Optical communication is any form of telecommunication that uses light as the transmission medium.
An optical communication system consists of a transmitter, which encodes a message into an optical signal, a channel, which carries the signal to its destination, and a receiver, which reproduces the message from the received optical signal.
Techniques such as semaphore, ship flags, smoke signals, and beacons; fires were the earliest form of technological optical communication.
The heliograph uses a mirror to reflect sunlight to a distant observer. By moving the mirror the distant observer sees flashes of light that can be used to send a prearranged signaling code. Navy ships often use a signal lamp to signal in Morse code in a similar way.
Distress flares are used by mariners in emergencies, while lighthouses and navigation lights are used to communicate navigation hazards.

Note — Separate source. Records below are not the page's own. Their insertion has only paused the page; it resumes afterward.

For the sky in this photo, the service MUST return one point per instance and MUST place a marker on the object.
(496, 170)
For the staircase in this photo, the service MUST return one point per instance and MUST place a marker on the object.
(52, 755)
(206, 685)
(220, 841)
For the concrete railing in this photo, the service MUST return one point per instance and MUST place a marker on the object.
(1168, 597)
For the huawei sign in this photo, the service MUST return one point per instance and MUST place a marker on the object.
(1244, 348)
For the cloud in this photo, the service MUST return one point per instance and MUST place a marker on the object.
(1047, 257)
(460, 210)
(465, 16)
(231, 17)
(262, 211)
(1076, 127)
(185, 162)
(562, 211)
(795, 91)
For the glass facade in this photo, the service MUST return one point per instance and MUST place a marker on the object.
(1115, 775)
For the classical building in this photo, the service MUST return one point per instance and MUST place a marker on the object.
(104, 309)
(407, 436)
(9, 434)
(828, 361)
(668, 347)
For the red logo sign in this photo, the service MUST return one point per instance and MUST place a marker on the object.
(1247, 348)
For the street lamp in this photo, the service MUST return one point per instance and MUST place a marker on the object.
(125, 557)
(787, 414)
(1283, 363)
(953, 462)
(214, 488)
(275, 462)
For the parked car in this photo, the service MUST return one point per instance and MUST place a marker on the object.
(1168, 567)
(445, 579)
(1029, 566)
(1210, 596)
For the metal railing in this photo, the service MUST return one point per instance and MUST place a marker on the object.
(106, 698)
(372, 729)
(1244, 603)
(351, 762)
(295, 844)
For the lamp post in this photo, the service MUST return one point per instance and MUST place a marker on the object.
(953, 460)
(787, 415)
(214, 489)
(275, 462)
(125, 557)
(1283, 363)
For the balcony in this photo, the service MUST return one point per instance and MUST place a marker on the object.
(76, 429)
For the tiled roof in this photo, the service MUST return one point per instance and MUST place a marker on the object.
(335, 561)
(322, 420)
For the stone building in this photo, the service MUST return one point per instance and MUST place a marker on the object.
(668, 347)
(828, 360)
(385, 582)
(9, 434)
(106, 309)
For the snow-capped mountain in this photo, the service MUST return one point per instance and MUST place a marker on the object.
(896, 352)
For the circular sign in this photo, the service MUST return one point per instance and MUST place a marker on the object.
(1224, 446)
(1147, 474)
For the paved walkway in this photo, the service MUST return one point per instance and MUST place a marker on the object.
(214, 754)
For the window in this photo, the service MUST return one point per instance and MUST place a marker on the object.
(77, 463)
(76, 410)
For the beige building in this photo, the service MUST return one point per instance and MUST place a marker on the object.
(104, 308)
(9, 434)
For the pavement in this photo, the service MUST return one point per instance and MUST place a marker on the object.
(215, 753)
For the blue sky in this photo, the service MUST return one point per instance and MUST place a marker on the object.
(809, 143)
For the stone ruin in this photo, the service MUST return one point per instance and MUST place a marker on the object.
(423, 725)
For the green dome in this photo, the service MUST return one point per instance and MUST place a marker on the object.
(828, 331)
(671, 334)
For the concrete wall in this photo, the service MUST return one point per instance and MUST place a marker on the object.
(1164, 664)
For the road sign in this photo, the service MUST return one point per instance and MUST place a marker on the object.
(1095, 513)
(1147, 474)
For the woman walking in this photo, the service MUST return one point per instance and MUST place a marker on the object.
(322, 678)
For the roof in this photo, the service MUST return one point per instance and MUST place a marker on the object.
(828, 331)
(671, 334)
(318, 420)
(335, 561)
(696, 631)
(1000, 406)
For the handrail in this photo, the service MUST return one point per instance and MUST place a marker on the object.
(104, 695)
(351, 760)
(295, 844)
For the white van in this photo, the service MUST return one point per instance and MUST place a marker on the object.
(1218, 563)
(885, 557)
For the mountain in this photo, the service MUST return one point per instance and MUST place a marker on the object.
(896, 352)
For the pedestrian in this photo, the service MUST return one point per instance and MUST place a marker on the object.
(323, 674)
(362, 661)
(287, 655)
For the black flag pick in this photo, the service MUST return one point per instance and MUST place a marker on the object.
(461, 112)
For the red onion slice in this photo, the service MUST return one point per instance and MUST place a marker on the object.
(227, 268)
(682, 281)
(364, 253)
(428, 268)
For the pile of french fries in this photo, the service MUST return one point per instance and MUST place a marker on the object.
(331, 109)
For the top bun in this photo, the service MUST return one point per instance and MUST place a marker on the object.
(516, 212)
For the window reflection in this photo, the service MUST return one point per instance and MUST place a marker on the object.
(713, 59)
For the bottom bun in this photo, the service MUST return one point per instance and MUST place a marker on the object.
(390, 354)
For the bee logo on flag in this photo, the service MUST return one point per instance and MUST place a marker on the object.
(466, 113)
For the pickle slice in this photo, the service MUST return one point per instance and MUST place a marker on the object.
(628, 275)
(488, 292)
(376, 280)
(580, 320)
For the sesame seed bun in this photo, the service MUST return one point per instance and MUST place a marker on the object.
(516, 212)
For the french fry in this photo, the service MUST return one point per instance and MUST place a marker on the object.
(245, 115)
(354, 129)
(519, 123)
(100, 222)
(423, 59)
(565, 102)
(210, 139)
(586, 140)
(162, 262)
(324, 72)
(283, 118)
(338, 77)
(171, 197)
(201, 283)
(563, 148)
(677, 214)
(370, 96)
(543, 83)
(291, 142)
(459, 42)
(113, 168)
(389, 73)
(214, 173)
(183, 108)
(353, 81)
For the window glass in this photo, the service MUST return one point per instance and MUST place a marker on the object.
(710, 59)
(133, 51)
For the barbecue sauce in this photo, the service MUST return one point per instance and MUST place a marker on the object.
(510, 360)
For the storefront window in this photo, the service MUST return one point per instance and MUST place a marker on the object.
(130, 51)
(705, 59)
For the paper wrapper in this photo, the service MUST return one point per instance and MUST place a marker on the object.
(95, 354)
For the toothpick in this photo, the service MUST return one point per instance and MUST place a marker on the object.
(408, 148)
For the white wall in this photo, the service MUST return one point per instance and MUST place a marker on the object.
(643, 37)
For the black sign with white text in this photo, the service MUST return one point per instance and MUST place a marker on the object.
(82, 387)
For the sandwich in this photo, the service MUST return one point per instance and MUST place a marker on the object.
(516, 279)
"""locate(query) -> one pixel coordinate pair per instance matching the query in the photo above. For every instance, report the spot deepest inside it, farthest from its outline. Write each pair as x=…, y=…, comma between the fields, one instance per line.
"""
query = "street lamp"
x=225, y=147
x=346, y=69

Aircraft use the landing lights at airports to land safely, especially at night. Aircraft landing on an aircraft carrier use a similar system to land correctly on the carrier deck. The light systems communicate the correct position of the aircraft relative to the best landing glideslope.

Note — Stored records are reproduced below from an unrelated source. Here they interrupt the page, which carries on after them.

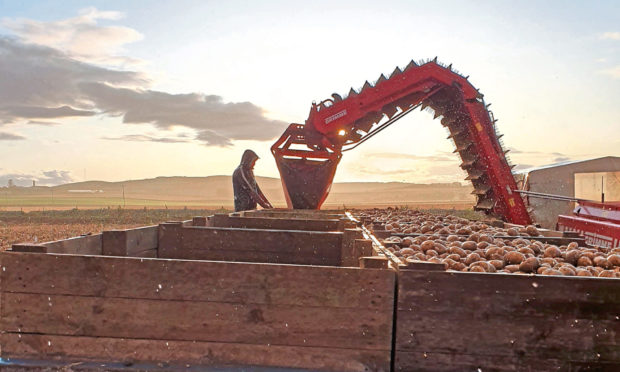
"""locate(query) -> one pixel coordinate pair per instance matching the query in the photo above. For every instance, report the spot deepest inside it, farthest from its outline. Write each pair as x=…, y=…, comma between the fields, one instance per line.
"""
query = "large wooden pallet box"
x=454, y=321
x=196, y=306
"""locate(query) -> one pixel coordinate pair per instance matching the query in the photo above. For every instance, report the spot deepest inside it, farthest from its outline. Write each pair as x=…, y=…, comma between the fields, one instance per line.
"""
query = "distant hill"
x=217, y=191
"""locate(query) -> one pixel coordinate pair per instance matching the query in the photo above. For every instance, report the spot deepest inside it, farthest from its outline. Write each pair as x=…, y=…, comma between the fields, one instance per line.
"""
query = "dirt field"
x=42, y=226
x=49, y=225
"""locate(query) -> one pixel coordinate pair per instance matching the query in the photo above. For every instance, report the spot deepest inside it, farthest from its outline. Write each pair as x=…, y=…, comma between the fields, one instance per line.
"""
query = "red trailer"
x=599, y=223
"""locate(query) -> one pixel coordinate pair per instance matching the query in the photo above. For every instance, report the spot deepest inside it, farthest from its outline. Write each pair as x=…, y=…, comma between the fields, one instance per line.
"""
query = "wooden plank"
x=508, y=334
x=85, y=244
x=31, y=248
x=349, y=249
x=374, y=262
x=196, y=321
x=193, y=353
x=224, y=220
x=116, y=277
x=129, y=242
x=472, y=320
x=289, y=213
x=554, y=290
x=199, y=221
x=434, y=361
x=255, y=245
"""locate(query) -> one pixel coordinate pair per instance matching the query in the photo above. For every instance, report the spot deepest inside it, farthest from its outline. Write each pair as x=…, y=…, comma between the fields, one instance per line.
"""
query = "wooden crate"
x=454, y=321
x=258, y=245
x=275, y=223
x=71, y=307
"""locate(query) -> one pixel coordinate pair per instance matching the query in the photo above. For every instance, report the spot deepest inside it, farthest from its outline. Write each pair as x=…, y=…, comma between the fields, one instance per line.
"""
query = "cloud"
x=218, y=122
x=39, y=82
x=522, y=167
x=45, y=123
x=4, y=136
x=610, y=36
x=386, y=172
x=80, y=37
x=397, y=155
x=561, y=159
x=44, y=178
x=146, y=138
x=614, y=72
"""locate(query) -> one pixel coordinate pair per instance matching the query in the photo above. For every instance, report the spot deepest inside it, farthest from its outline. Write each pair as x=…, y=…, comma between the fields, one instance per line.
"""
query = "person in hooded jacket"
x=247, y=192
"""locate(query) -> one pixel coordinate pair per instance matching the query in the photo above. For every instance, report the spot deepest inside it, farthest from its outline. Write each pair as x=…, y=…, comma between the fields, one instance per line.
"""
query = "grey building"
x=584, y=179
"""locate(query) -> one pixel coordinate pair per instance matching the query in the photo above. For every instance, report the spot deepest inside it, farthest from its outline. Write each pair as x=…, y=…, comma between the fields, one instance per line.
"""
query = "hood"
x=248, y=157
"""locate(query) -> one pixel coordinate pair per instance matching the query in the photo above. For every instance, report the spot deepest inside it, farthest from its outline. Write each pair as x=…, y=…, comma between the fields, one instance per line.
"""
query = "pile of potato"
x=464, y=245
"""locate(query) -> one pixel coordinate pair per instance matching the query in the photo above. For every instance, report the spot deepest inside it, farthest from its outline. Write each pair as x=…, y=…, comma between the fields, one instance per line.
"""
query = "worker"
x=247, y=192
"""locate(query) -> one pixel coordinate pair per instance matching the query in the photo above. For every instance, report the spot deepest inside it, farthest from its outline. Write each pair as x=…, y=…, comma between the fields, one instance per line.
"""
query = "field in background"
x=37, y=214
x=49, y=225
x=41, y=226
x=216, y=192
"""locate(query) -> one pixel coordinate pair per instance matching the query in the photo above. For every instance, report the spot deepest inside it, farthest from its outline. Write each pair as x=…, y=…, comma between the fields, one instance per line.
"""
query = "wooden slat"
x=250, y=245
x=194, y=353
x=195, y=321
x=130, y=242
x=429, y=361
x=472, y=320
x=298, y=213
x=86, y=245
x=117, y=277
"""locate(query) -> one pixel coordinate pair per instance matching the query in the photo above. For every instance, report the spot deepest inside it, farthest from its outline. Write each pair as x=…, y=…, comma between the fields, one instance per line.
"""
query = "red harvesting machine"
x=599, y=223
x=307, y=155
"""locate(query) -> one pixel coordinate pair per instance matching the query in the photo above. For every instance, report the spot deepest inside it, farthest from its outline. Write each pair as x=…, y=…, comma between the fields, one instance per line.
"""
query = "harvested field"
x=42, y=226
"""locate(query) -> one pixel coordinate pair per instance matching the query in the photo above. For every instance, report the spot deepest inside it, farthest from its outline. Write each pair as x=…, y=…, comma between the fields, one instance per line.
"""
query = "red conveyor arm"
x=307, y=155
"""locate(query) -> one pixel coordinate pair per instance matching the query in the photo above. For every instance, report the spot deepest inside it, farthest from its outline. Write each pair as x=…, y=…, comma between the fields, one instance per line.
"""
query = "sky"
x=115, y=90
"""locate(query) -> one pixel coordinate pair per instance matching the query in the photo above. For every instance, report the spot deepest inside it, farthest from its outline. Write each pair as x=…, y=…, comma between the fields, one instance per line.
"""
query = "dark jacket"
x=247, y=192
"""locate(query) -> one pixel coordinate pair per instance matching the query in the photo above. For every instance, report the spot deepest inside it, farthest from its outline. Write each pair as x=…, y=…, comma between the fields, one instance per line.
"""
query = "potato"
x=607, y=274
x=485, y=265
x=565, y=270
x=526, y=251
x=407, y=252
x=514, y=258
x=583, y=272
x=601, y=261
x=426, y=245
x=614, y=259
x=552, y=252
x=485, y=238
x=531, y=230
x=454, y=257
x=452, y=238
x=529, y=265
x=572, y=256
x=584, y=261
x=440, y=248
x=456, y=250
x=512, y=268
x=483, y=244
x=472, y=257
x=463, y=245
x=469, y=245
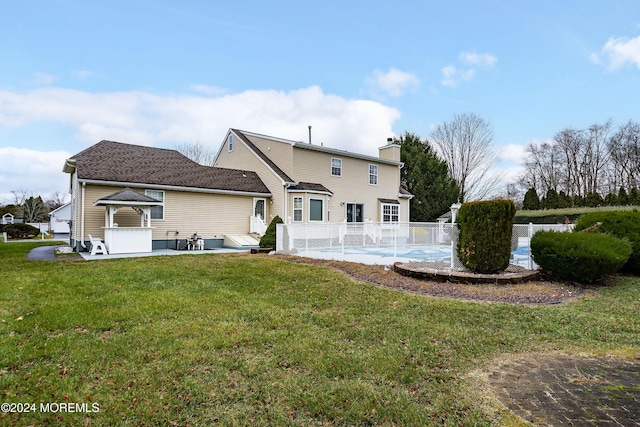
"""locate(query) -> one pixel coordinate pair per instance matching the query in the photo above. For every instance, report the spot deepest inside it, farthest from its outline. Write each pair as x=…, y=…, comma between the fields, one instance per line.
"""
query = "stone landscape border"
x=447, y=275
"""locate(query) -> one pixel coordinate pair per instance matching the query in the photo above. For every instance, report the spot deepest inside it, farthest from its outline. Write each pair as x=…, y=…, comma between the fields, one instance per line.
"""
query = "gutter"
x=173, y=187
x=82, y=219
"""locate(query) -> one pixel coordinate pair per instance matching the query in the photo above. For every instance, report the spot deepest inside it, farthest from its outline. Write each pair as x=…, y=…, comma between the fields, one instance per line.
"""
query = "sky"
x=163, y=73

Optical fiber is the most common medium for modern digital optical communication.
Free-space optical communication is also used today in a variety of applications.
LEDs are generally restricted to low data rates, up to about 100 Megabits per second (Mb/s). Lasers are used for higher data rates. These devices are often directly modulated, that is the light output is controlled by a current applied directly to the device. For very high data rates or very long distance links, a laser source may be operated continuous wave, and the light modulated by an external device such as an electroabsorption modulator or Mach-Zehnder interferometer. External modulation increases the achievable link distance by eliminating laser chirp, which broadens the linewidth of directly-modulated lasers, increasing the chromatic dispersion in the fiber.

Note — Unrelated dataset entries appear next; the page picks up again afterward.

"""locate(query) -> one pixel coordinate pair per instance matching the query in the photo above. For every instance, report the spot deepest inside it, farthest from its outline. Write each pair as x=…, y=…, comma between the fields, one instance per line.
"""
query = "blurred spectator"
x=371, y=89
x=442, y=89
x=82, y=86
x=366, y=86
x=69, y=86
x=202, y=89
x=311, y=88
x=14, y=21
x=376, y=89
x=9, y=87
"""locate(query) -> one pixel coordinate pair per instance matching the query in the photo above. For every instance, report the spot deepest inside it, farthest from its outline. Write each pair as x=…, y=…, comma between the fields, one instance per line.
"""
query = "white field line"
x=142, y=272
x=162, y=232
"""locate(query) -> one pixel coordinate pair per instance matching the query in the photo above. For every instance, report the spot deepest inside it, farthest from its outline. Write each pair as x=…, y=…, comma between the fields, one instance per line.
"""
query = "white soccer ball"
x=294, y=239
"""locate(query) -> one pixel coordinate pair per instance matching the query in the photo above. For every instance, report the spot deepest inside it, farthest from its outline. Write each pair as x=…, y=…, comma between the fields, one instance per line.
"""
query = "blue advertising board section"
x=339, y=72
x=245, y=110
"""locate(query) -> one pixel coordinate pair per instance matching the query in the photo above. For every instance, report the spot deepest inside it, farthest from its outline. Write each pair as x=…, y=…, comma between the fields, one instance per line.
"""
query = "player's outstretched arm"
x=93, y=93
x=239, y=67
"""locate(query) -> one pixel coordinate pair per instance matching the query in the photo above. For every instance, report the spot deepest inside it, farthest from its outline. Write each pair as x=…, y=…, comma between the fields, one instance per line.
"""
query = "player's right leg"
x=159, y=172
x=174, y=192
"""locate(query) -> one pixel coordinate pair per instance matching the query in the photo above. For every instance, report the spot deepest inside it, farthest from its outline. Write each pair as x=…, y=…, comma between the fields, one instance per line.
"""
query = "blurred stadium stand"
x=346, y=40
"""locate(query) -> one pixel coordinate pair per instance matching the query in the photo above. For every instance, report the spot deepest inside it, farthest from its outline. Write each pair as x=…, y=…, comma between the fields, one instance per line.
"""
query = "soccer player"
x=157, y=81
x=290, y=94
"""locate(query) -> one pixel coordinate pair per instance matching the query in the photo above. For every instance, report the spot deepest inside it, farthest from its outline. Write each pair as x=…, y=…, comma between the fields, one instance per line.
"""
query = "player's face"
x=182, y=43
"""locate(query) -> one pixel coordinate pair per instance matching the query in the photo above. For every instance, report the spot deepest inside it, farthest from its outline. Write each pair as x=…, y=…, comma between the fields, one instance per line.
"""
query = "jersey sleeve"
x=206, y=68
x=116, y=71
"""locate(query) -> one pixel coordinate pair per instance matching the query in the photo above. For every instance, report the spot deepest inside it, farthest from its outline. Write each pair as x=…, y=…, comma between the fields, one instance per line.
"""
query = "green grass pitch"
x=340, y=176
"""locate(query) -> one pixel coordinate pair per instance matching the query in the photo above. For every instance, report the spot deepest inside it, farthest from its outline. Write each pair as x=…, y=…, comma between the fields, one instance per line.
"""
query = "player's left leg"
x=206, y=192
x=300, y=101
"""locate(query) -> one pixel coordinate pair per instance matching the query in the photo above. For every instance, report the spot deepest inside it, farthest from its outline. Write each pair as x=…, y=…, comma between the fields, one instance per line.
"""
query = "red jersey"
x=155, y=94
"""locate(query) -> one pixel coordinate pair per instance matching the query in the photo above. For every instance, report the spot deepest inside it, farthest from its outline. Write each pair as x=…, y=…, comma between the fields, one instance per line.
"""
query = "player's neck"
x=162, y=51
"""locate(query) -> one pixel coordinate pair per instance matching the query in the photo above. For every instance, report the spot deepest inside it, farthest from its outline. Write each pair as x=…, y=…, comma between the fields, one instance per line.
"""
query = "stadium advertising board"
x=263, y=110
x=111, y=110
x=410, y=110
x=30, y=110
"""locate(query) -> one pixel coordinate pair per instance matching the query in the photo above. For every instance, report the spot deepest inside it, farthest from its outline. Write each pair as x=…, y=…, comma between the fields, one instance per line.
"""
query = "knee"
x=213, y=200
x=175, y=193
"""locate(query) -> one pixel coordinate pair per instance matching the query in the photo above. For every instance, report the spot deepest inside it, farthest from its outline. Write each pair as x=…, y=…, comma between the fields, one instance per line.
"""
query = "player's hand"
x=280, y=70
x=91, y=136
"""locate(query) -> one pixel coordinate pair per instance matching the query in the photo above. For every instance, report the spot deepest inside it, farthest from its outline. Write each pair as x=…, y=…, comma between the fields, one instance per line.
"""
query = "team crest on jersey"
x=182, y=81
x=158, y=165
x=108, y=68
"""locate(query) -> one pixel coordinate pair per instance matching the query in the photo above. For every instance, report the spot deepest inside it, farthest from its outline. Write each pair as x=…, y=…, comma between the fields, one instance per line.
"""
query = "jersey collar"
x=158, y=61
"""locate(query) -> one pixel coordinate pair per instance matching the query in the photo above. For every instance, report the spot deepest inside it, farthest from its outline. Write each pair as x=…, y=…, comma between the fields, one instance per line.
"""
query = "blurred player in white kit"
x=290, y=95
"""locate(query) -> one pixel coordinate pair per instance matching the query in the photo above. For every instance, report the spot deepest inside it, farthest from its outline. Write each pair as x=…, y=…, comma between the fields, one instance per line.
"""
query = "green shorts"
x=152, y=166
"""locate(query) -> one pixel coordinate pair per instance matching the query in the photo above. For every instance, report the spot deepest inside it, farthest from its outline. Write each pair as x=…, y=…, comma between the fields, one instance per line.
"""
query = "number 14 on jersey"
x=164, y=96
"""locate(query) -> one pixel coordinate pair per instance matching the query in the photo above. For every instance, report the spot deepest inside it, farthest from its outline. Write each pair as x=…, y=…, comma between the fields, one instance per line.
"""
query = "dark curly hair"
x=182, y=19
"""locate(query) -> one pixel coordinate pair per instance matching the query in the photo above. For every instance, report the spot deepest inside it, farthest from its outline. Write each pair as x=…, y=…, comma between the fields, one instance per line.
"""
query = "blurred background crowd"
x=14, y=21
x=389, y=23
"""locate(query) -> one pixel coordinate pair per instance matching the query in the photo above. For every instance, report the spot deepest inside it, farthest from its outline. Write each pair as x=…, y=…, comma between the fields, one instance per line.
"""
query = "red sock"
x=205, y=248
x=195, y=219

Receivers used in fiber links use p-i-n diodes, avalanche photodiodes, or other semiconductor devices as the optical-electrical converter. The optical-electrical converters is typically coupled with a transimpedance amplifier and limiting amplifier to produce a digital signal in the electrical domain from the incoming optical signal, which may be attenuated and distorted by passing through the channel. Further signal processing such as clock recovery from data (CDR) by a phase-locked loop may also be applied before the data is passed on.
To increase the link distance, early optical fiber links contained repeaters, which were essentially back-to-back receivers and transmitters that converted the signal from the optical to electrical domain and back to an optical signal again and essentially broke a long link into many short ones. Since its invention, however, the erbium-doped fiber amplifier (EDFA), has replaced the repeater in most telecommunication links.
By using different light wavelengths (or colors) multiple communications can be sent optically, in what is known as wavelength division multiplexing (WDM). This requires a wavelength division multiplexer in the transmitting equipment and a wavelength division demultiplexer (essentially a spectrometer) in the receiving equipment. Arrayed waveguide gratings are commonly used for multiplexing and demultiplexing in WDM.
IrDA is an example of low-data-rate, short distance free-space optical communications using LEDs. RONJA is an example of 10Mbit/s 1.4 km full-duplex optical point-to-point link.